Technospire
Posts
A brief introduction to programming languages and how to make one

A brief introduction to programming languages and how to make one

Shivoham Sud
June 25, 2024

A Brief Introduction to Programming Languages and How to Make One

Languages is a broad topic that sits at the heart of computer science. We all use programming languages every day, to program algorithms to solve problems, but wouldn't it be interesting to learn how these languages work, and then explore the question of how to make one for ourselves?

Before we begin we need to understand what a programming language is. As per Wikipedia, a programming language is a system of notation for writing computer programs; it is a way for us as a programmer to communicate our algorithm to a computer, and then allow the computer to execute it and return a result. However, a computer isn't a human and can only understand a series of 0s and 1s. So how do high-level programming languages such as Java and Python work?

Compilers vs Interpreters

We can "translate" this high-level code into machine code in two main ways. Let us first begin with compilers.

Compilers translate the entire high-level code into machine code in one go, creating an executable file, which is made up of machine code, that can be run by the hardware (independently of the source code) making compilers very fast. Another benefit of compilers is that errors can be found at compile time, before execution, which allows many types of errors to be caught early.

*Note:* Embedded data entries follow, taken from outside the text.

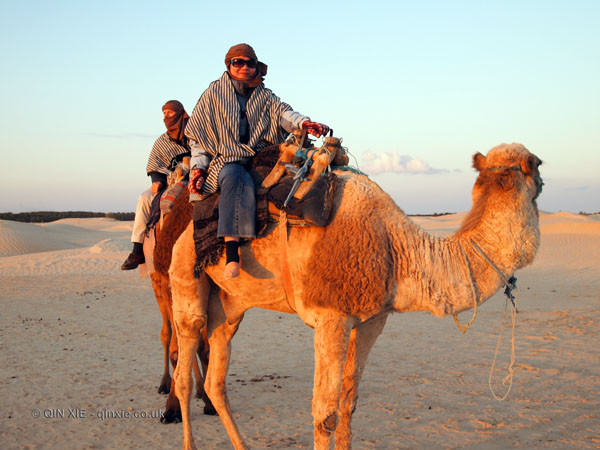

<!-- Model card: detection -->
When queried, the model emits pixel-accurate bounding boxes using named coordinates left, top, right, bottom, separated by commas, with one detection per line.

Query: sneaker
left=121, top=253, right=145, bottom=270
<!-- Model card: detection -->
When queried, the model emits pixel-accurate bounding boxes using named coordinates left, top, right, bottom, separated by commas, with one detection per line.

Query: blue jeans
left=217, top=163, right=256, bottom=238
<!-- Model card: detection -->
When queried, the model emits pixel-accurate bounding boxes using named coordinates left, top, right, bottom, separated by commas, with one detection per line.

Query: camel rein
left=454, top=239, right=518, bottom=402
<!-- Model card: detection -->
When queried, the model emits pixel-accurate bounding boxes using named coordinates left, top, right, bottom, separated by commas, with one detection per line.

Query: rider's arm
left=190, top=141, right=212, bottom=172
left=279, top=109, right=310, bottom=133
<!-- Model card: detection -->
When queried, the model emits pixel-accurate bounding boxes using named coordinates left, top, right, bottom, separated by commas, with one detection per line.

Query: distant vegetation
left=0, top=211, right=135, bottom=223
left=408, top=213, right=456, bottom=217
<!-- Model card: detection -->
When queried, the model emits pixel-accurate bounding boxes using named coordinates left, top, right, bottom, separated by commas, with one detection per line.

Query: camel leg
left=169, top=223, right=210, bottom=450
left=204, top=290, right=248, bottom=450
left=312, top=312, right=352, bottom=450
left=196, top=327, right=217, bottom=416
left=334, top=315, right=387, bottom=450
left=150, top=272, right=175, bottom=394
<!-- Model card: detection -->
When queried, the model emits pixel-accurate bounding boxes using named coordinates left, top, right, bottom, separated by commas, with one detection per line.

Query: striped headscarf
left=185, top=72, right=292, bottom=194
left=146, top=133, right=190, bottom=175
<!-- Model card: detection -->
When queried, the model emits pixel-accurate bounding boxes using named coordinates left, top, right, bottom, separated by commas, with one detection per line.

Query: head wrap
left=162, top=100, right=190, bottom=142
left=225, top=44, right=268, bottom=88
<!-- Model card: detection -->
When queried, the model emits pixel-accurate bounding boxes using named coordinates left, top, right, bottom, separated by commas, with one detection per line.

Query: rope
left=454, top=240, right=517, bottom=402
left=488, top=295, right=517, bottom=402
left=453, top=242, right=477, bottom=334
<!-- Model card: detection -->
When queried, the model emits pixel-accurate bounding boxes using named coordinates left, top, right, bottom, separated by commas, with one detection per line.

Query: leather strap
left=279, top=210, right=296, bottom=312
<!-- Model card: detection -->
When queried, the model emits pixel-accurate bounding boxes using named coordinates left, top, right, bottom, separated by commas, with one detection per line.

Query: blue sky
left=0, top=0, right=600, bottom=213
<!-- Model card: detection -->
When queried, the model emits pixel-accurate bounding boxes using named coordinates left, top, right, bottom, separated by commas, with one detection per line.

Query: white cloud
left=360, top=150, right=448, bottom=175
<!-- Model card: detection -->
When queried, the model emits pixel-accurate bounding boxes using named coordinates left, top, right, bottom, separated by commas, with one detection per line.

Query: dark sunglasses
left=229, top=58, right=257, bottom=69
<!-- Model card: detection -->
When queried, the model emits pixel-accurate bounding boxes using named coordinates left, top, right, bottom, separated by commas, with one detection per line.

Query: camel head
left=473, top=143, right=544, bottom=214
left=458, top=143, right=544, bottom=267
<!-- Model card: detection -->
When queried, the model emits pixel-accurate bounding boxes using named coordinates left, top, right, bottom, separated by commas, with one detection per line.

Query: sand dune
left=0, top=213, right=600, bottom=450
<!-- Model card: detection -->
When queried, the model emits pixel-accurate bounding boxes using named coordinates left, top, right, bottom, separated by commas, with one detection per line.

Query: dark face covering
left=162, top=100, right=189, bottom=142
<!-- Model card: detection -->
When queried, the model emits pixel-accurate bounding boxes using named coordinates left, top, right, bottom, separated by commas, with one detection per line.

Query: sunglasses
left=229, top=58, right=257, bottom=69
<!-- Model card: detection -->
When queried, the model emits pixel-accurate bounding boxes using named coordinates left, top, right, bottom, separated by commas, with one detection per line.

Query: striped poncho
left=185, top=72, right=308, bottom=194
left=146, top=133, right=190, bottom=175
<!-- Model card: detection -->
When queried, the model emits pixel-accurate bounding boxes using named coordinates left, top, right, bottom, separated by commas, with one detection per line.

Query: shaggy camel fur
left=150, top=190, right=215, bottom=423
left=169, top=144, right=542, bottom=449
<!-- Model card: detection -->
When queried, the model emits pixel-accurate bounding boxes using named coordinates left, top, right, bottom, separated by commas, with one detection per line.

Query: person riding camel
left=121, top=100, right=190, bottom=270
left=185, top=44, right=329, bottom=279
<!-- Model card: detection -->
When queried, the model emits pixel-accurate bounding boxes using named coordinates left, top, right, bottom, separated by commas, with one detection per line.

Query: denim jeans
left=217, top=163, right=256, bottom=238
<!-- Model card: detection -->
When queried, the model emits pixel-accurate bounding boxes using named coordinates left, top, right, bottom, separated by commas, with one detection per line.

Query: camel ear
left=521, top=155, right=542, bottom=176
left=473, top=152, right=485, bottom=172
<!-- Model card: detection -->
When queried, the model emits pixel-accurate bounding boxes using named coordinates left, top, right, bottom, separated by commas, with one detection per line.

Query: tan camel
left=145, top=186, right=216, bottom=423
left=169, top=144, right=542, bottom=449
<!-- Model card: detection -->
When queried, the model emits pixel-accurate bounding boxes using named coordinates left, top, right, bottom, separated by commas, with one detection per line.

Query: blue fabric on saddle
left=193, top=145, right=336, bottom=278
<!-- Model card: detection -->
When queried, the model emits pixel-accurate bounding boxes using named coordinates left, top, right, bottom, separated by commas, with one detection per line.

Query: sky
left=0, top=0, right=600, bottom=214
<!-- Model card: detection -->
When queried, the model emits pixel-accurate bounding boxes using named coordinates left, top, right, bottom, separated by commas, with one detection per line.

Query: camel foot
left=158, top=379, right=171, bottom=394
left=160, top=409, right=181, bottom=425
left=204, top=405, right=217, bottom=416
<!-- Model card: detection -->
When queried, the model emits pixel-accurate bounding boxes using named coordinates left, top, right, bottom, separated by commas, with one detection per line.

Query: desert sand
left=0, top=213, right=600, bottom=449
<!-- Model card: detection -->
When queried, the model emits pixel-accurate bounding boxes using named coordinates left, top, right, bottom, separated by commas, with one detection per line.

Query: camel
left=144, top=186, right=216, bottom=423
left=169, top=144, right=543, bottom=450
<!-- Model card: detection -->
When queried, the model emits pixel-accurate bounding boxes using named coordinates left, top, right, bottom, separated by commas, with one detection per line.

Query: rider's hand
left=302, top=120, right=329, bottom=137
left=188, top=169, right=206, bottom=194
left=152, top=181, right=162, bottom=194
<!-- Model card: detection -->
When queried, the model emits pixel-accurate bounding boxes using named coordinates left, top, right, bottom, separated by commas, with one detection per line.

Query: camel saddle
left=193, top=135, right=347, bottom=277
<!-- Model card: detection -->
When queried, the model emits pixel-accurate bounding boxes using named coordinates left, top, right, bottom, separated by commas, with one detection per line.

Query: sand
left=0, top=213, right=600, bottom=449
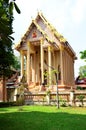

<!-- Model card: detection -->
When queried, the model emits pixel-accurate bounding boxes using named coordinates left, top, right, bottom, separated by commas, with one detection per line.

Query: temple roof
left=15, top=12, right=76, bottom=58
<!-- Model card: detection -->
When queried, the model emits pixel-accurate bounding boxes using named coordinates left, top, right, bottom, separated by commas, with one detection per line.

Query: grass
left=0, top=106, right=86, bottom=130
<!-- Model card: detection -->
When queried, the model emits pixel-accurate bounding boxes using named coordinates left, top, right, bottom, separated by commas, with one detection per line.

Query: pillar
left=27, top=42, right=30, bottom=84
left=60, top=45, right=64, bottom=85
left=48, top=46, right=52, bottom=85
left=40, top=40, right=44, bottom=83
left=20, top=50, right=24, bottom=77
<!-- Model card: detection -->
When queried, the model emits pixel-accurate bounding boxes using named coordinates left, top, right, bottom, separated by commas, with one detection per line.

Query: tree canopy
left=0, top=0, right=20, bottom=77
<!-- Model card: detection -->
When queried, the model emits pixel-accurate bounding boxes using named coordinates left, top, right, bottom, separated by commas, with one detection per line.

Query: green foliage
left=0, top=105, right=86, bottom=130
left=0, top=0, right=20, bottom=77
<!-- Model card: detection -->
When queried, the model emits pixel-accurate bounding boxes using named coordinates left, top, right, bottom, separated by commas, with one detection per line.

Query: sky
left=13, top=0, right=86, bottom=77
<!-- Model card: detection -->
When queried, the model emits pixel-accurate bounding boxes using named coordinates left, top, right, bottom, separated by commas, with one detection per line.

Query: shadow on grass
left=0, top=111, right=86, bottom=130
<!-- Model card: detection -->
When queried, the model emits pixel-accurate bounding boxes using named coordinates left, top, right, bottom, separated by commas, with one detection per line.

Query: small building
left=15, top=12, right=76, bottom=90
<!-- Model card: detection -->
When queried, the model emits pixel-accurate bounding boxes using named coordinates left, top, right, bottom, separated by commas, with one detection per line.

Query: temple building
left=15, top=12, right=76, bottom=90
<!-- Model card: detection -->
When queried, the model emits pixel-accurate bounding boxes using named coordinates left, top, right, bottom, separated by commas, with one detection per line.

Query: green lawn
left=0, top=106, right=86, bottom=130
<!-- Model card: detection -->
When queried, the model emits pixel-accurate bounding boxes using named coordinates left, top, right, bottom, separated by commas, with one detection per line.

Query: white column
left=48, top=46, right=52, bottom=85
left=27, top=42, right=30, bottom=84
left=20, top=50, right=24, bottom=77
left=40, top=40, right=44, bottom=83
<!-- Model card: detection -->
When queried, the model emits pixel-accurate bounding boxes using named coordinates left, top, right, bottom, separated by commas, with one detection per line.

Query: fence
left=24, top=90, right=86, bottom=106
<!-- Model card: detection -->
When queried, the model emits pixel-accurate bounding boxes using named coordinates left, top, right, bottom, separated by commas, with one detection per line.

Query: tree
left=79, top=65, right=86, bottom=78
left=0, top=0, right=20, bottom=101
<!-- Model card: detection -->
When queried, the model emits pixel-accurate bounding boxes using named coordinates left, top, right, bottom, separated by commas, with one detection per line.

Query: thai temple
left=15, top=12, right=76, bottom=92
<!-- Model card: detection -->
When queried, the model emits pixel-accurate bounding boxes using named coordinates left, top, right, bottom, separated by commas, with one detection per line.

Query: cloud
left=71, top=0, right=86, bottom=24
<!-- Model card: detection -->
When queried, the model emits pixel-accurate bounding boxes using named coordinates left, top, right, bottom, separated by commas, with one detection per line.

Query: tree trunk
left=2, top=76, right=7, bottom=102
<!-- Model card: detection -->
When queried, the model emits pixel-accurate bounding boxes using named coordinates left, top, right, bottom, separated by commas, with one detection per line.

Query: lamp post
left=44, top=60, right=60, bottom=109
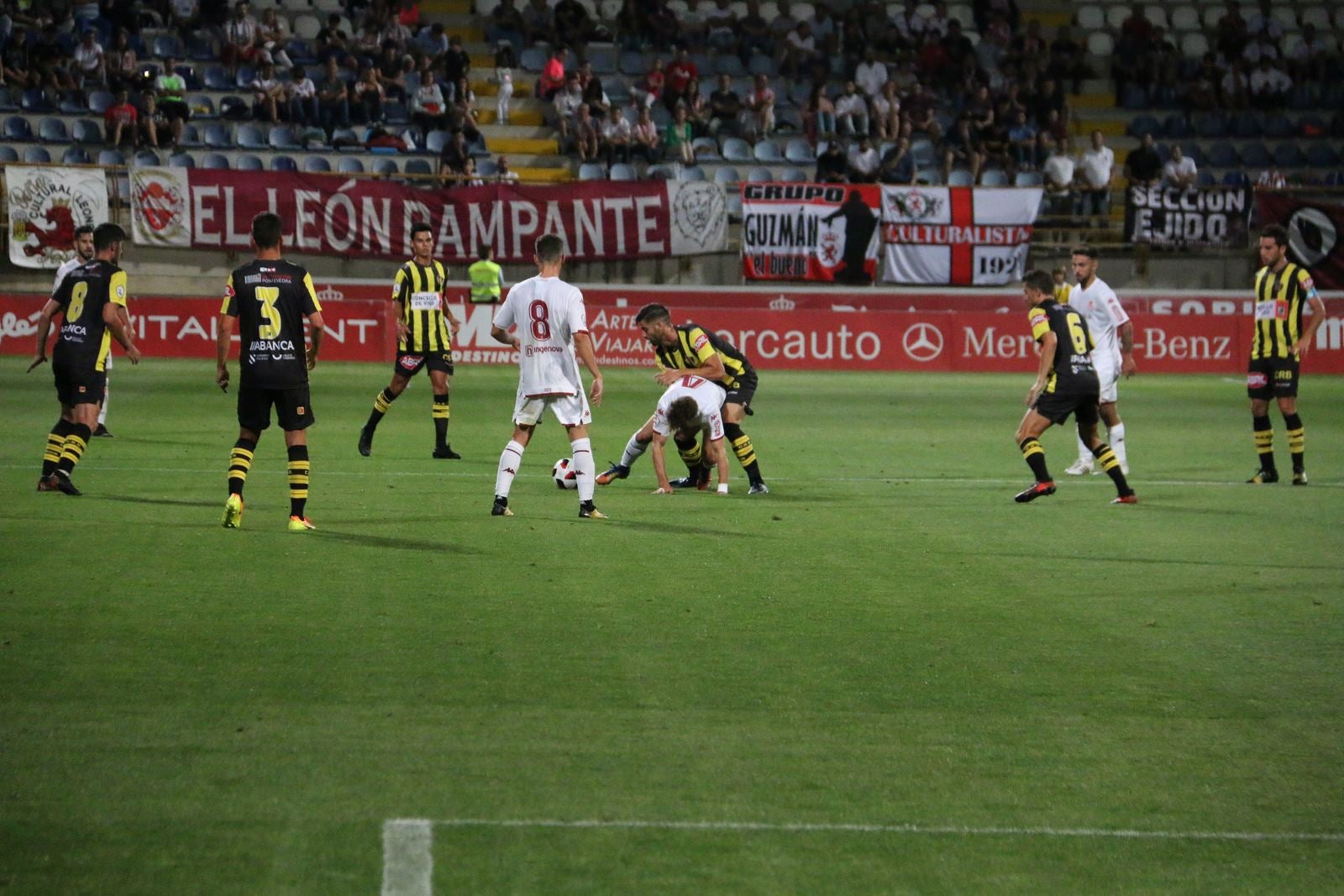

On the other hand, interpreters translate high-level code into machine code line-by-line and then execute it immediately. The advantage of this is that it does not use as much memory since we don't need to store an executable file this time. Another advantage is that interpreters can give you immediate feedback when they encounter an error and this can be useful during software development.

Interpreters are often used in scripting languages (a programming language used for automating tasks), whereas compilers are preferred when high performance is required. Ultimately, it depends on the specific requirements of the programmer.

Optimizations

Some languages, such as Java and C#, use a combination of compilation and interpretation. This works by the source code first being compiled into an intermediate representation such as byte code, and then interpreted or compiled again. An advantage of this is that you get performance optimizations as compiling the source code into byte code is more efficient than just interpreting the code line by line.

Languages like Java, also use a layer of abstraction over the hardware by running on a virtual machine. A virtual machine is software that allows you to emulate the hardware of a physical computer. The Java virtual machine is responsible for executing bytecode. The advantage of this abstraction is that the language gains platform independence because the byte code is portable. This means that the program is unaware of the underlying hardware architecture, therefore it can provide a consistent environment for Java programs regardless of what platform they are running on, hence Java programs are "write once, run anywhere".

The translation process

I would now like to briefly explain how this translation process works under the hood. First, we break the source code into tokens - this process is called lexing, or scanning. Each of these tokens is a meaningful piece of syntax that abides by the rules of the language we have defined. The way we can code this is simply a very smart switch statement that can recognize a series of characters to be an accepted piece of syntax in the programming language.

Now that we have this series of tokens, we need to parse through it. In the scanner we just created, an "alphabet" in this lexical grammar, would be a single character we inputted, and a "string" would be each token we created. In syntactical grammar, an "alphabet" is just a token we receive from the scanner, and a string is an expression generated from those tokens. This is the parser's job: to take a series of tokens and generate an expression. In the same way, we defined what a valid token was in our scanner, we need to define what a valid expression is for our parser. To do that we use the good old Backus Naur Form (or BNF). BNF is a meta-language used to unambiguously define the rules of a programming language. I think the best way to explain BNF is by showing it, so here is an example of BNF I have taken from a book I am reading:

Using the power of recursion, BNF can represent all the possible valid expressions written in a language. Since this grammar is recursive, if we were to implement these rules, we would have to use a syntax tree to form the data structure. Here is an example of a syntax tree we can create using the BNF above. Remember that the job of the parser is only to generate an expression from a series of tokens and not to evaluate anything.

Now that we have scanned through the data and parsed it before we can evaluate the tree we need to perform static analysis. In the parse tree above, when we are analyzing 2 * 3, we need to find where the identifiers for 2 and 3 have been defined and then we can wire them together. While we do this, we can make sure that both of these variables are being accessed within the scope that they have been defined in. As well as this, now that we know where both of the variables are defined we can check if their variables can support being multiplied together, if not then we can return a type error.

Finally, all we have to do is evaluate the tree. We can do this using a depth-first search, an algorithm where we go as far down a branch as possible, before backtracking and exploring another branch, until the entire tree has been explored.

Error handling

Before I wrap up, I would like to highlight the importance of error handling. There are so many things that can go wrong, such as syntax errors, type errors, and runtime errors, and it would be very annoying for a language to crash and burn every time we make a mistake. Good error handling ensures that the interpreter can provide meaningful feedback to the user, highlighting the location and nature of the error. This not only helps in debugging but also improves the overall user experience. Syntax errors, for example, should be detected during the parsing phase, with clear messages indicating unexpected tokens or misplaced symbols. Type errors should be caught during static analysis, ensuring operations are performed on compatible data types. Runtime errors, such as division by zero or null reference exceptions, should be handled in the evaluating phase to prevent the interpreter from crashing and to allow the program to recover or terminate gracefully. Overall, good error handling makes the language more resilient and user-friendly.

Conclusion

I have ended up writing quite a long article, however, I feel that this was the only way to serve justice on such an interesting topic. I hope that if you have made it this far, you have more clarity on what goes on under the hood when you press the run button on your IDE. Yet again, there are a lot of nuances I have not covered, so I would highly recommend reading the book Crafting Interpreters to learn more.